Considérant ce qui suit :
1. Aux termes de l’article R. 222-1 du code de justice administrative : « (…) les présidents de formation de jugement des tribunaux (…) peuvent, par ordonnance : (…) 4° Rejeter les requêtes manifestement irrecevables, lorsque la juridiction n’est pas tenue d’inviter leur auteur à les régulariser ou qu’elles n’ont pas été régularisées à l’expiration du délai imparti par une demande en ce sens ; (…) ».
2. Aux termes de l’article R. 412-1 du code de justice administrative : « La requête doit, à peine d'irrecevabilité, être accompagnée, sauf impossibilité justifiée, de la décision attaquée ou, dans le cas mentionné à l'article R. 421-2, de la pièce justifiant de la date de dépôt de la réclamation ». Aux termes de l’article R. 612-1 du même code : « Lorsque des conclusions sont entachées d'une irrecevabilité susceptible d'être couverte après l'expiration du délai de recours, la juridiction ne peut les rejeter en relevant d'office cette irrecevabilité qu'après avoir invité leur auteur à les régulariser. (…) La demande de régularisation mentionne que, à défaut de régularisation, les conclusions pourront être rejetées comme irrecevables dès l'expiration du délai imparti qui, sauf urgence, ne peut être inférieur à quinze jours. La demande de régularisation tient lieu de l'information prévue à l'article R. 611-7. ».

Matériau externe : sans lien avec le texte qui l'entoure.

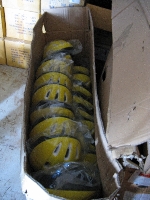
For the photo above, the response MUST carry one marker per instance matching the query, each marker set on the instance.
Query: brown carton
(20, 23)
(17, 52)
(45, 5)
(67, 23)
(33, 6)
(2, 23)
(2, 52)
(124, 95)
(128, 113)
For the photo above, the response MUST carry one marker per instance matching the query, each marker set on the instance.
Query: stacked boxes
(20, 17)
(45, 5)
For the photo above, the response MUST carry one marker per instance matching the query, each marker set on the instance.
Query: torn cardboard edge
(110, 170)
(130, 100)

3. Aux termes de l’article R. 200-1 du livre des procédures fiscales : « Les dispositions du code de justice administrative sont applicables aux affaires portées devant le tribunal administratif ou devant la cour administrative d’appel, sous réserve des dispositions particulières prévues par le présent livre (…) ». Selon l’article R. 190-1 de ce livre : « Le contribuable qui désire contester tout ou partie d’un impôt qui le concerne doit d’abord adresser une réclamation au service territorial, selon le cas, de la direction générale des finances publiques ou de la direction générale des douanes et droits indirects dont dépend le lieu de l’imposition. (…) ».

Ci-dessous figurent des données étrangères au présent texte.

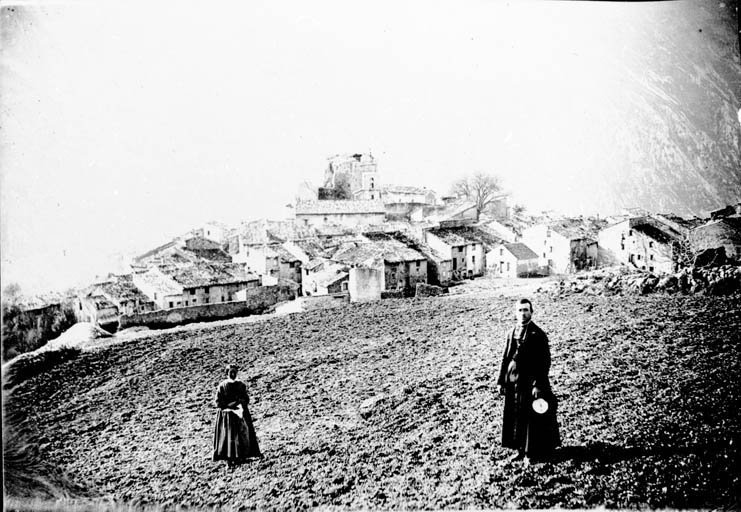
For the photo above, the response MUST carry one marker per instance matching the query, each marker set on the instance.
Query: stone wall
(258, 301)
(315, 302)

4. Mme A... B... n’a pas produit la décision rejetant une réclamation formée après mise en recouvrement des impositions en litige, visée par l’article R. 190-1 du livre des procédures fiscales. Aucune autre pièce jointe à l’appui de sa requête ne constitue une telle réclamation. Ainsi, en dépit de la demande de régularisation, dans le délai de quinze jours, qui lui a été adressée par le greffe du tribunal le 7 novembre 2025, dont le pli avec accusé de réception a été présenté le 10 novembre 2025 à l’adressée indiquée par l’intéressée et retourné au tribunal avec la mention « pli avisé et non réclamé », la requérante n’a pas dans le délai imparti, produit la décision rejetant sa réclamation visée à l’article R. 190-1 du livre des procédures fiscales, ni justifié de l’impossibilité de la produire, ni ne produit au demeurant les pièces justifiant du dépôt d’une telle réclamation. Par suite, la requête de Mme A... B... est entachée d’une irrecevabilité manifeste et doit être rejetée en application des dispositions précitées du 4° de l’article R. 222-1 du code de justice administrative.
O R D O N N E:
Article 1er : La requête de Mme A... B... est rejetée.
Article 2 : La présente ordonnance sera notifiée à Mme C... A... B....

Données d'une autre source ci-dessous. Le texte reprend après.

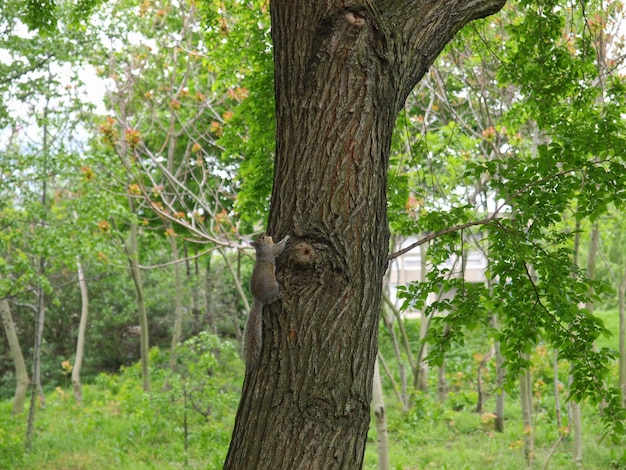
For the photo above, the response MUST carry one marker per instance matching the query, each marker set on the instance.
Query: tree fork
(342, 73)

Fait à Lyon, le 12 janvier 2026.
Le président de la 6ème chambre,
F.-X. Pin
La République mande et ordonne au ministre de l’économie, des finances et de la souveraineté industrielle, énergétique et numérique en ce qui le concerne ou à tous commissaires de justice à ce requis en ce qui concerne les voies de droit commun contre les parties privées, de pourvoir à l’exécution de la présente décision.